Research has found that meditation can help in becoming less susceptible to making mistakes. The study tested how open-monitoring meditation, which focuses awareness on thoughts, feelings, or sensations while they are unfolding in the body and mind, changed activity in the brain in a way that suggested an increase in recognizing errors.1✅ JOURNAL REFERENCE
DOI: 10.3390/brainsci9090226
According to one of the researchers, the interest in mindfulness and meditation is outpacing what can be proved by science with regards to benefits and effects. He found it amazing that just 1 session of guided meditation can produce brain activity changes in individuals who had never meditated before.
The study results indicate that various types of meditation can produce different neurocognitive effects. Certain types of meditation focus on just one object, usually the breath, open-monitoring meditation is however slightly different.
It requires focusing inward on everything happening in the body and mind. The objective is to be seated quietly and be aware of where the mind is traveling without getting too involved in the details.
More than 200 individuals were recruited for testing how open-monitoring meditation impacted how they detected and responded to errors. The individuals were guided through 20 minutes of open-monitoring meditation while activity in the brain was measured through electroencephalography. A computerized distraction test was then completed by the participants.
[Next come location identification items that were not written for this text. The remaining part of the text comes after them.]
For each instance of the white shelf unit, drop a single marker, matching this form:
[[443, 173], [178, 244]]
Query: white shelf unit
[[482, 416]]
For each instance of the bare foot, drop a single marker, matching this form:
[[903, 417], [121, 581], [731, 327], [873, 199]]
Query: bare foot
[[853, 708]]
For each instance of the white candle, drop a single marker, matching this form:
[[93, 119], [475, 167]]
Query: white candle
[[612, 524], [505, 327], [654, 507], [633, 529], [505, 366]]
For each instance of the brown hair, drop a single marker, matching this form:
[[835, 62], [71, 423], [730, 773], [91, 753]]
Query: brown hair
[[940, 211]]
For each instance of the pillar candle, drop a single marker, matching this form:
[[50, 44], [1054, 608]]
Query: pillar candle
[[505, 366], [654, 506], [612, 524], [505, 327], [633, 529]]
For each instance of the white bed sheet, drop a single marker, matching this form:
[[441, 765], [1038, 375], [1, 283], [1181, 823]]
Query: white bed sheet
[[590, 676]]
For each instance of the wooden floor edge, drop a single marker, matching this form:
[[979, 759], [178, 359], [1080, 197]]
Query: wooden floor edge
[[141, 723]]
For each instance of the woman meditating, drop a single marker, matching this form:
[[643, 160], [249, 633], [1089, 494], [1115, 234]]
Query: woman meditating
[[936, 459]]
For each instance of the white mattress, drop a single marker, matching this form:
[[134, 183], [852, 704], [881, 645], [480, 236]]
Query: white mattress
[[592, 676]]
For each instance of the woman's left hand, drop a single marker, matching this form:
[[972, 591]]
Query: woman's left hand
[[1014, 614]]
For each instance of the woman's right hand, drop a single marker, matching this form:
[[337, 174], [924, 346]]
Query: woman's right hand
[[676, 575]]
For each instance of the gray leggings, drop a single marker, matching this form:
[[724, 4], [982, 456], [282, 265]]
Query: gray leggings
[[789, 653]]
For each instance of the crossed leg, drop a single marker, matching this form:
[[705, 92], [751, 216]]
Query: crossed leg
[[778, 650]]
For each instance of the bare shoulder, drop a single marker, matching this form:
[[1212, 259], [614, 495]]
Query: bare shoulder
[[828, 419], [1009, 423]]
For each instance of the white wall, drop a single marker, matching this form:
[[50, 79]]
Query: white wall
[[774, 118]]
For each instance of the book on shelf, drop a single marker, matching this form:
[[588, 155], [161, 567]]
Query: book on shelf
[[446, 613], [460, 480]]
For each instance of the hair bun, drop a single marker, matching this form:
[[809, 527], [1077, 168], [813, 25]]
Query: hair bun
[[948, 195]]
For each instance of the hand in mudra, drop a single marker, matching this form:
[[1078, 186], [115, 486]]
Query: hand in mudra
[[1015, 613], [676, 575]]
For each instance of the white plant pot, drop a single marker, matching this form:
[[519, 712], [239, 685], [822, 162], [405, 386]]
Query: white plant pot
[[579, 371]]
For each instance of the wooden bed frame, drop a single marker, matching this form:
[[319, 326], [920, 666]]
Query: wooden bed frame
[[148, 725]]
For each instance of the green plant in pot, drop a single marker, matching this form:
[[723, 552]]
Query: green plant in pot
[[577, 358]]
The electroencephalography can determine activity in the brain at the millisecond level, so exact neural activity measures were obtained immediately after mistakes in comparison to correct responses.
A certain neural signal happens approximately half a second following an error which is known as the error positivity and is associated with conscious error recognition. The researchers discovered that this signal strength was increased after the meditation session.
The study results demonstrate what meditating for just 20 minutes can do for enhancing the ability of the brain in detecting and paying attention to mistakes.